How to edit an individual step
Tweaking an existing recipe isn’t only about adding new steps, it can also involve editing existing ones. To edit an existing step, you can simply click on the edit button to the right of the step and change it according to your wishes, as shown below. (Don’t forget to save your work!)
Downloading Recipes from Roast World
How to Download Recipes from Roast World
Your recipes are automatically synced to Roast World when you create them in RoasTime. You can toggle between making them public or private in the “actions” menu next to the recipe.
Those Roast Recipes which you leave public are free to be downloaded by anyone with a Roast World account. And that means, of course, that you are also free to download recipes from other users.
Within Roast World, you can search for the recipes of other users by clicking through My Recipes -> Discover on the left sidebar menu. This will open the Discover Recipes dialog.
In addition to being able to choose recipes made for a specific origin, there are additional filters available to the right. As shown below, these filters will help you quickly find recipes designed for different roast degrees, batch sizes, and processing styles, so long as the author of the recipe tagged it properly.
You can view recipes by clicking on their name. If you see one that interests you, you can click the Save Recipe button on the right to download it and use in your own RoasTime. Please note that you will not be able to edit this Roast Recipe directly within RoasTime, as it is technically not yours! You can, however, clone the recipe and edit the clone. We discuss how to do this below.
Building Recipes from Pre-Existing Profiles / Cloning Recipes
Building Recipes from Pre-Existing Roast Profiles
Not all profiles need to be built from scratch. If you have an existing Roast Profile that you really like, you can build a recipe from it in order to repeat it, as an alternative to using Playback mode. This may be particularly desirable when trying to emulate someone else’s profile that you have downloaded from Roast World, from someone who may be roasting under different conditions than your own. In these instances, a temperature-based Roast Recipe may be superior to a time-based Playback.

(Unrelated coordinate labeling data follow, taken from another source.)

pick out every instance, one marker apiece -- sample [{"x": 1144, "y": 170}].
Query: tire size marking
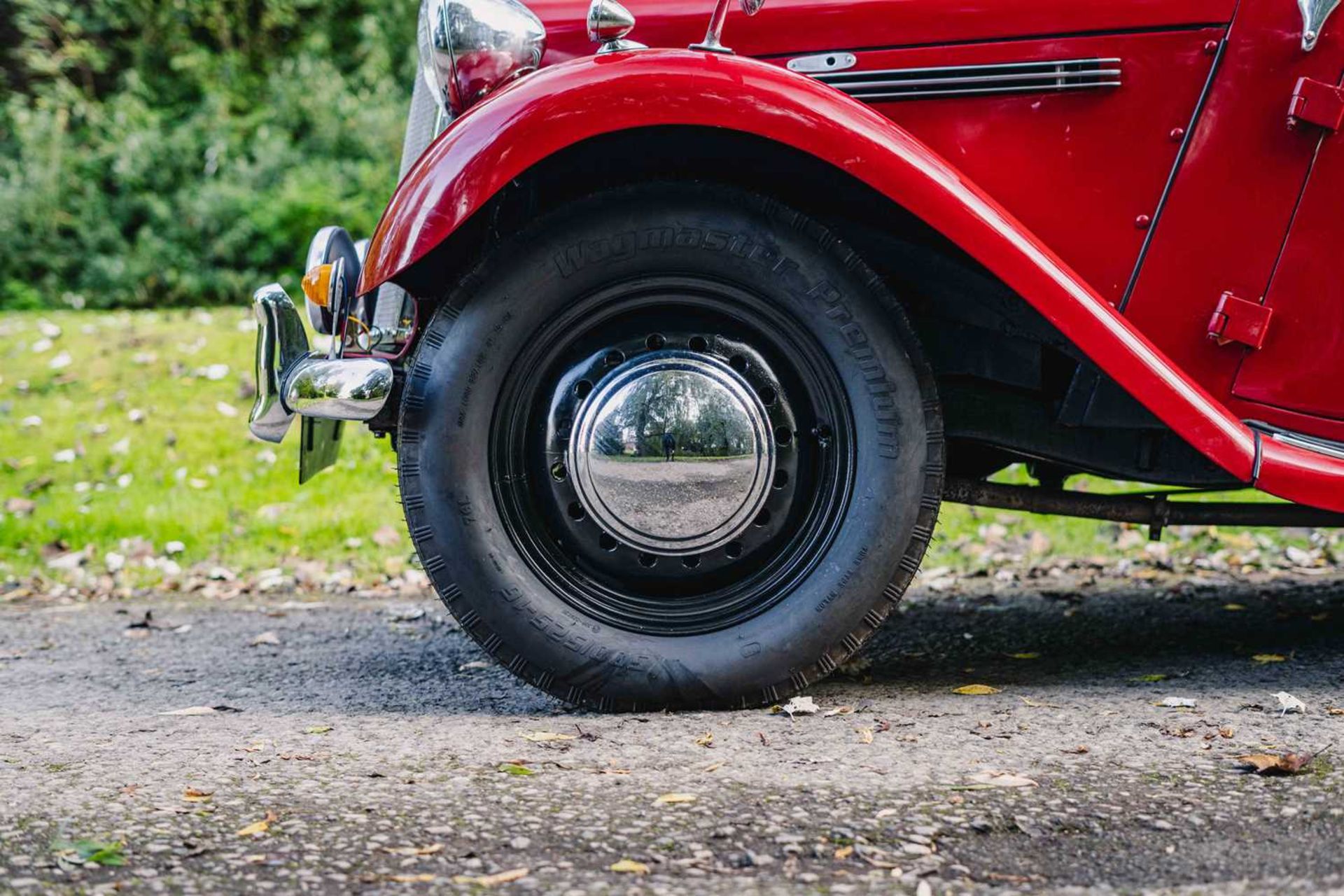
[
  {"x": 569, "y": 636},
  {"x": 477, "y": 365},
  {"x": 835, "y": 593}
]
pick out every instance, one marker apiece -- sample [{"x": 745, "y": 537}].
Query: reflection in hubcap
[{"x": 672, "y": 453}]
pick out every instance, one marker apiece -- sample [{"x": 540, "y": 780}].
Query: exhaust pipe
[{"x": 290, "y": 379}]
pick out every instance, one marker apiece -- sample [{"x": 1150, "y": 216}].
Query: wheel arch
[{"x": 594, "y": 122}]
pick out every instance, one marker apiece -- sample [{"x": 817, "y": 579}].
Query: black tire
[{"x": 457, "y": 390}]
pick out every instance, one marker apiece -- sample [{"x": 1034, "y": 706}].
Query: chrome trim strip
[
  {"x": 1046, "y": 76},
  {"x": 926, "y": 94},
  {"x": 979, "y": 80},
  {"x": 1043, "y": 64}
]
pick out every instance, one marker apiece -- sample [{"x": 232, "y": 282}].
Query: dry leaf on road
[
  {"x": 796, "y": 707},
  {"x": 414, "y": 850},
  {"x": 1292, "y": 763},
  {"x": 1002, "y": 780},
  {"x": 1288, "y": 703},
  {"x": 629, "y": 867},
  {"x": 258, "y": 827},
  {"x": 676, "y": 798}
]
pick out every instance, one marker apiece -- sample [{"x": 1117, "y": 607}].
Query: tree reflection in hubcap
[{"x": 672, "y": 453}]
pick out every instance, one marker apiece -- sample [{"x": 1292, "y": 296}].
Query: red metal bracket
[
  {"x": 1316, "y": 102},
  {"x": 1237, "y": 320}
]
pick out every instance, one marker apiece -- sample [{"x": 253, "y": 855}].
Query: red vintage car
[{"x": 682, "y": 347}]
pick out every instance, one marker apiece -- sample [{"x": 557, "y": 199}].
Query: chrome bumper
[{"x": 293, "y": 381}]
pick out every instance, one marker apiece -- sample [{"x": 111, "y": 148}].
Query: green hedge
[{"x": 182, "y": 152}]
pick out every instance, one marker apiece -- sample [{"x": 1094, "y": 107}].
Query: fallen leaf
[
  {"x": 414, "y": 850},
  {"x": 1002, "y": 780},
  {"x": 257, "y": 827},
  {"x": 191, "y": 711},
  {"x": 1288, "y": 703},
  {"x": 1292, "y": 763},
  {"x": 796, "y": 707},
  {"x": 676, "y": 798}
]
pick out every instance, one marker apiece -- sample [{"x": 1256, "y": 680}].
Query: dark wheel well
[{"x": 1030, "y": 394}]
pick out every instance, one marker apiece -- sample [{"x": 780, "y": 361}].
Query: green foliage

Recipes can be created from pre-existing Roast Profiles by clicking the Action button atop the profile and selecting Create Recipe. All the adjustments made during the roast will be visible in the Recipe Creator, free for you to edit as you wish.
Recipes that have been built from an existing Roast Profile will include a reference tag (Ref:) to the original Roast Profile, as shown below.
There are a number of reasons why you may wish to clone a recipe. Perhaps you have a pre-existing recipe that you quite like, but wish to tweak without losing access to the original. Or maybe you’ve downloaded a Roast Recipe from someone and wish to make a few changes to it. (You cannot edit someone else’s Roast Recipe directly, even if you have downloaded it.)
Cloning a recipe is as easy as clicking the Clone Recipe button on the Recipe List page. Recipes that have been cloned will automatically have “CLONED” appended to their name, but you can always edit the name afterwards.
The Future of Roast Recipes
Paving the way toward better coffee…
Roast Recipes and Roast Profiles are linked together now, and that means we can also see how many people download a particular Roast Recipe and also how they rate the Roasts that are derived from that Roast Recipe. Over time, as we collect more data from this long-term enterprise, we will begin to see what works and what doesn’t. In other words, with the ability to share Roast Recipes, we are opening the door toward a better understanding of what makes a great roast.
Roast Recipes will be a cornerstone of the AiO experience. The ability to download and run Roast Recipes for specific beans with the level of automated control that the AiO affords is an absolute game-changer.
For now, keep an eye out on Roast World for official Roast Recipes from us, as well as unofficial ones that we rate highly. Expect much more to come.